Thanks much in advance.


(Mark Walkom) #2

That's not good, see https://www.elastic.co/guide/en/elasticsearch/guide/2.x/important-configuration-changes.html#_minimum_master_nodes

Unlikely.

Yes, always use all nodes.

What version, what OS, what JVM, what does the mapping and query look like?


(Sambit Kabi) #3

There is a lot of things performance depends on. What is your set up?
Are your nodes running in one machine or different machines?

The search performance also to some extent depends on the number of shards you use.
Are you performing a wildcard search with wildcard at the beginning?


#4

we dont have VM.. each node is a complete unix machine.. i have three nodes .. all geographically located...
i have 5 primary and one replica shard for my index.. another qus is.. when I search, will elastic look in all nodes? data is stored in shards and shards are distributed in all nodes..I am doubting that this could be issue, as hosts are not in same region and if it goes to other node there might be latency..
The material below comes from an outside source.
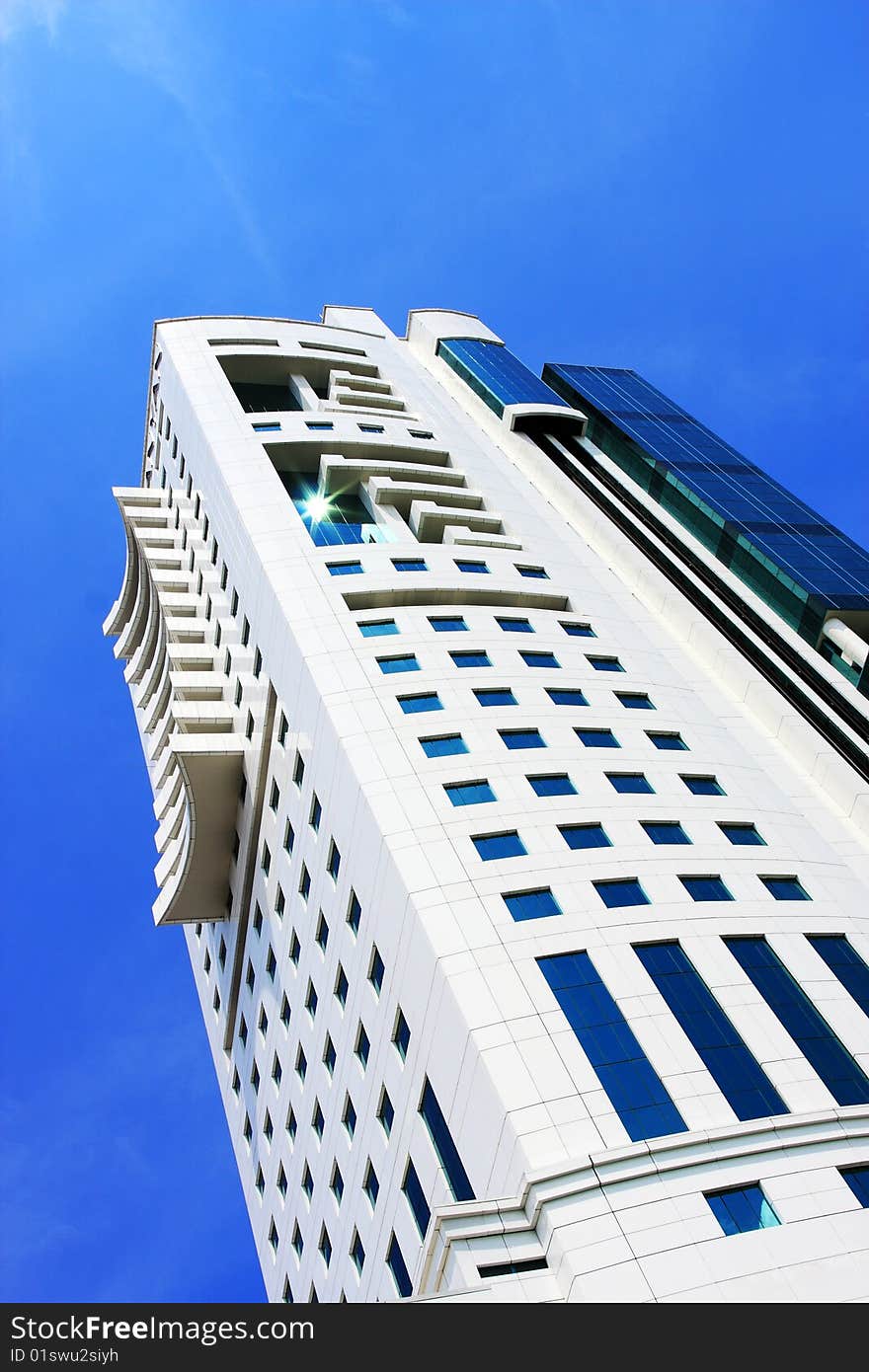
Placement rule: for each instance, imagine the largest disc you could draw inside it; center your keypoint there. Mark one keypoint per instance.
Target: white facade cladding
(526, 907)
there is not much wild card, we use term more where we search with start with and end with?


#5

its unix box, with java-8 and with 250 RAM. in mapping most of the fields are string only..
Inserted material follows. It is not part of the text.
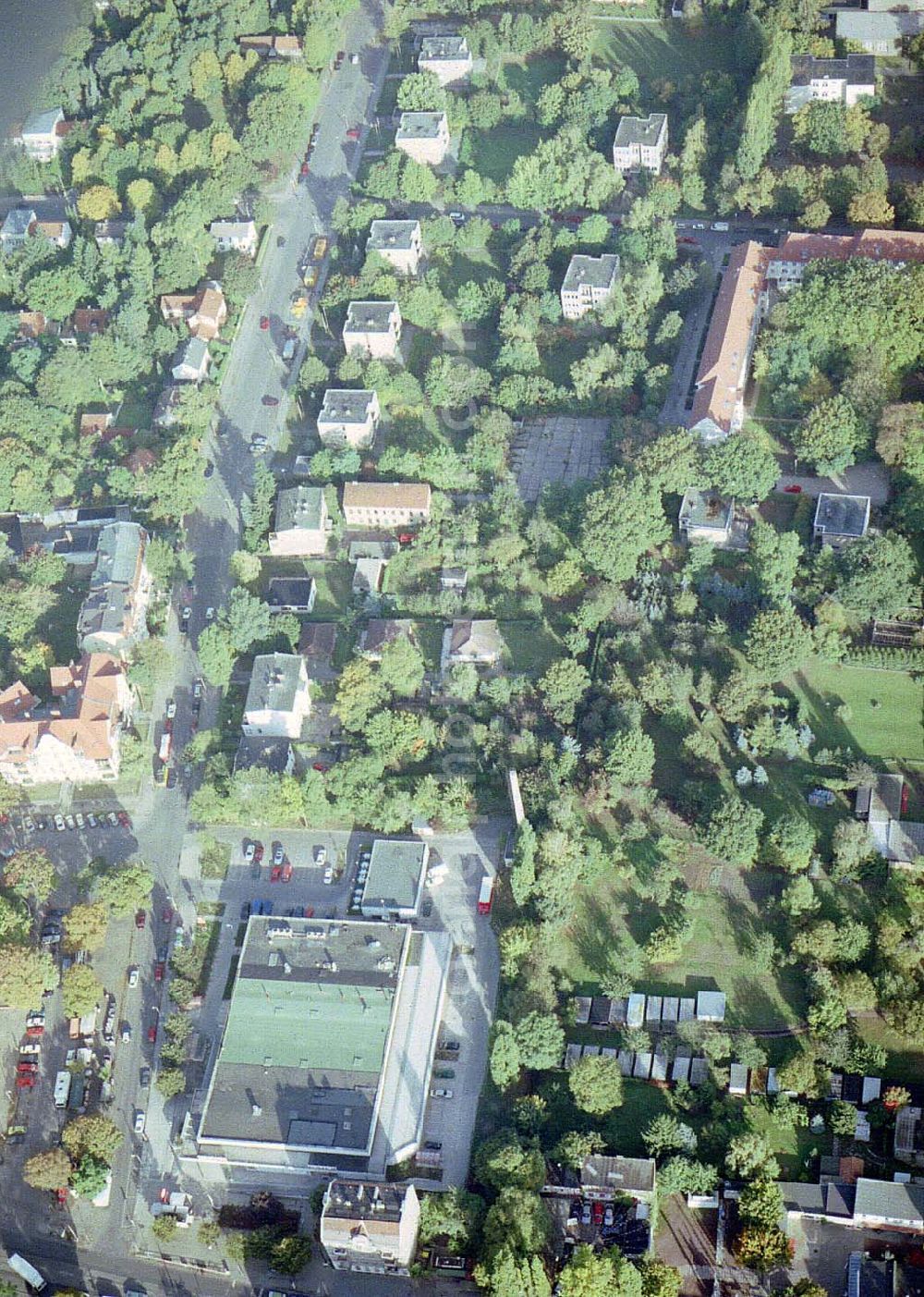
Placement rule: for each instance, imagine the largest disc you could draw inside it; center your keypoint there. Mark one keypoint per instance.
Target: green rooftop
(324, 1026)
query is really huge with lot of OR condition.. based on input we decide some specific field and some generic search..


(Sambit Kabi) #6

well ES will hit all shards in a round robin fashion but there are ways to control this behaviour using routing.
You can configure the ES to search in local shards using shard allocation awareness. Go through the below link, it might help you in your set up. I would suggest running ES on only one machine and get the reading for the query time.

https://www.elastic.co/guide/en/elasticsearch/reference/current/modules-cluster.html
https://www.elastic.co/guide/en/elasticsearch/reference/current/search.html
https://www.elastic.co/guide/en/elasticsearch/reference/current/index-modules-allocation.html


#7

Even on single node, its taking arround 500 ms for simple request..


(Sambit Kabi) #8

I think you should see less time for the same search second time because of caching.


(Christian Dahlqvist) #9

For each query Elasticsearch will hit one copy of the each required shard, irrespective on which node it resides. You can make queries try to use local copies first by specifying _local preference. Having clusters distributed geographically can result in performance and stability issues, which is why it is not recommended.


#10

Thank you very much.. This explains alot.. this is what even I have been doubting on..
have one more query, if I run multiple elastic processes on same host then will it add any advantage?


(Christian Dahlqvist) #11

Not unless you have very large hosts.


(system) #12

This topic was automatically closed 28 days after the last reply. New replies are no longer allowed.